An advanced spam filtering system and email processing framework that evaluates messages using regex, statistical analysis, and custom services.
Rspamd is an advanced spam filtering system and email processing framework that evaluates email messages using multiple methods including regular expressions, statistical analysis, and custom services like URL blacklists. It provides real-time verdicts to help mail transfer agents (MTAs) reject spam, flag suspicious messages, and handle tasks like DKIM signature verification.
System administrators, email server operators, and organizations managing their own mail infrastructure who need robust, scalable spam filtering integrated with MTAs like Postfix or Sendmail.
Developers choose Rspamd for its high performance, extensibility through Lua scripting, seamless integration with popular MTAs via Milter, and comprehensive built-in filtering modules that work out of the box.
Rapid spam filtering system.
Open-Awesome is built by the community, for the community. Submit a project, suggest an awesome list, or help improve the catalog on GitHub.
Designed to process hundreds of messages per second simultaneously, ensuring efficient resource usage for high-volume email servers, as stated in the README.
Acts as a Milter to directly interact with popular MTAs like Postfix and Sendmail, simplifying deployment in existing email infrastructures, per the README's integration focus.

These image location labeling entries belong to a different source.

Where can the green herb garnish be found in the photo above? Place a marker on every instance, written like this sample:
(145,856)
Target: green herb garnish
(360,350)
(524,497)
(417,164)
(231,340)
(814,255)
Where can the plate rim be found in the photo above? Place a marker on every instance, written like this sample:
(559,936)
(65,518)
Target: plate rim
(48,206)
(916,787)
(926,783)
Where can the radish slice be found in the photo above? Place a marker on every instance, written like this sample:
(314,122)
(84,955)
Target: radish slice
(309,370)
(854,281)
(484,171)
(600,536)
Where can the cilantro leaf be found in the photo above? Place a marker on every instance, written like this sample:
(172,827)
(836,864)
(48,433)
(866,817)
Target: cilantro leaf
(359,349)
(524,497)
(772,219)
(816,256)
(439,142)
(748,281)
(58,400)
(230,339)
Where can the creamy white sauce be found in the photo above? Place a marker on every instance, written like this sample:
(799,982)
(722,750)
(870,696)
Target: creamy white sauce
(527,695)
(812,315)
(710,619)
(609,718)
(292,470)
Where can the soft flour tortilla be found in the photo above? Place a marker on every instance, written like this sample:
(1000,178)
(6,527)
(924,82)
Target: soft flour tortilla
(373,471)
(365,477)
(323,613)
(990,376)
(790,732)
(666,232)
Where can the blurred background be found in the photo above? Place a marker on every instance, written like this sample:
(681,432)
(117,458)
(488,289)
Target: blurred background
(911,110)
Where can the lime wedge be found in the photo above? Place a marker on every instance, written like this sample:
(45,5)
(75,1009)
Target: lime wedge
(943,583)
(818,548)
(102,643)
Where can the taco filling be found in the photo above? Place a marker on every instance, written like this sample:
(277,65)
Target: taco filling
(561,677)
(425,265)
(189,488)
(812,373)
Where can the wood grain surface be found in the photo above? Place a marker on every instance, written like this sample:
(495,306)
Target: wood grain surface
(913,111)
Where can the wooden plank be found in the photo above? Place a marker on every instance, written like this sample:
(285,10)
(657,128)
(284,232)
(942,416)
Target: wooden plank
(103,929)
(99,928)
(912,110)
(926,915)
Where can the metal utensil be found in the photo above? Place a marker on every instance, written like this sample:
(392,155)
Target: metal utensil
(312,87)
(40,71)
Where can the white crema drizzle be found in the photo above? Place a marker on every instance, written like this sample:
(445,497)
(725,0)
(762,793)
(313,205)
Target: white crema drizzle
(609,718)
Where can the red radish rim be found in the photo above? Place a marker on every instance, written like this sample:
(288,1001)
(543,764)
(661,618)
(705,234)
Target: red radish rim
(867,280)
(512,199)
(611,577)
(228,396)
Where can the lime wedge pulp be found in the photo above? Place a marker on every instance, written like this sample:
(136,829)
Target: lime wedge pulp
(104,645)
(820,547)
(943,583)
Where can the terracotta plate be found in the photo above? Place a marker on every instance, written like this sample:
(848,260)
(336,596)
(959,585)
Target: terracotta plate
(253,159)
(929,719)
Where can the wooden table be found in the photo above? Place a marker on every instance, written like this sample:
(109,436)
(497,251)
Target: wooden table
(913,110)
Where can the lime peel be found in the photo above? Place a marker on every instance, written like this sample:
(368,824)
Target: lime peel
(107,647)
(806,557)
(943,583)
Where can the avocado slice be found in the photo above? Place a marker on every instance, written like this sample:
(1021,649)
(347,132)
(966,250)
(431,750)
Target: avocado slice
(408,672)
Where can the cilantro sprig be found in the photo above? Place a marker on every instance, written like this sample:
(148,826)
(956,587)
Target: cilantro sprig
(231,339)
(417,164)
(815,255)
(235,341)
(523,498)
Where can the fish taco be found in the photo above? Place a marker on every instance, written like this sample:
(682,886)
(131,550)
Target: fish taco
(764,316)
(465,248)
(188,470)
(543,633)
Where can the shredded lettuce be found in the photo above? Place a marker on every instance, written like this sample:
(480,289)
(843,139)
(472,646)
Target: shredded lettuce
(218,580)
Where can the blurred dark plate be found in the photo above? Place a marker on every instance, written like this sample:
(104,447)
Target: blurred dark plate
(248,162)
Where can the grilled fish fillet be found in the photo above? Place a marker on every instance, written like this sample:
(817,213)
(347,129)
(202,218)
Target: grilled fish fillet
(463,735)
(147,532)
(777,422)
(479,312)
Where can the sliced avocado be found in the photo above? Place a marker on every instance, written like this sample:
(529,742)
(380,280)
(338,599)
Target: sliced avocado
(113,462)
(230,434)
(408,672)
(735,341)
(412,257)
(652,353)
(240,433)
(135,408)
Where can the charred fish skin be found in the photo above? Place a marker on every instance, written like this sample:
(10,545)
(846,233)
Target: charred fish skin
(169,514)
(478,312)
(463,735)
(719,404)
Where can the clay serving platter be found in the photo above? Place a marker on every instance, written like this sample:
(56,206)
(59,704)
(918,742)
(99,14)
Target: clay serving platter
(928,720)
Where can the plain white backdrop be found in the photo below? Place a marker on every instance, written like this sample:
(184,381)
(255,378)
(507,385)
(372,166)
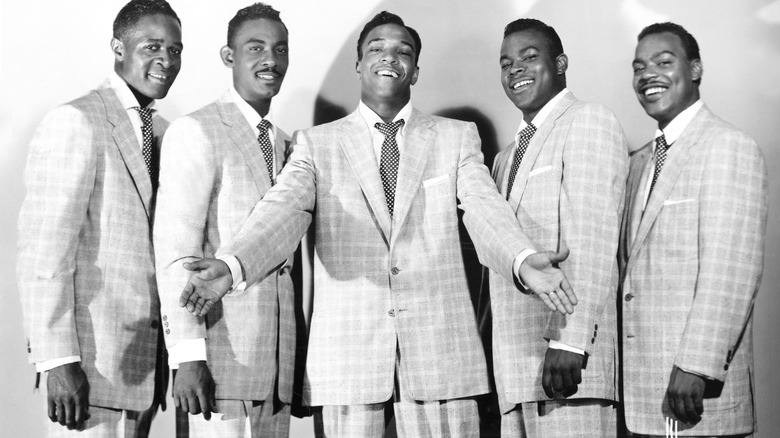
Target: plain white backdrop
(52,52)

Provides a comprehensive Lua API for writing custom rules and plugins, allowing deep customization of spam filtering logic, as highlighted in the documentation links.
Comes with various pre-configured spam filtering modules ready out of the box, reducing initial setup time, as mentioned in the spam filtering features section.
Requires careful configuration and understanding of email systems, evidenced by the need for a quick start guide and warnings against outdated OS packages in the README.
Heavy reliance on Lua scripting for advanced features can be a barrier for teams without prior experience, increasing the learning curve beyond basic administration.
Custom Lua rules and external modules can lead to complex, hard-to-manage configurations over time, with the README advising against using unsupported distributive packages.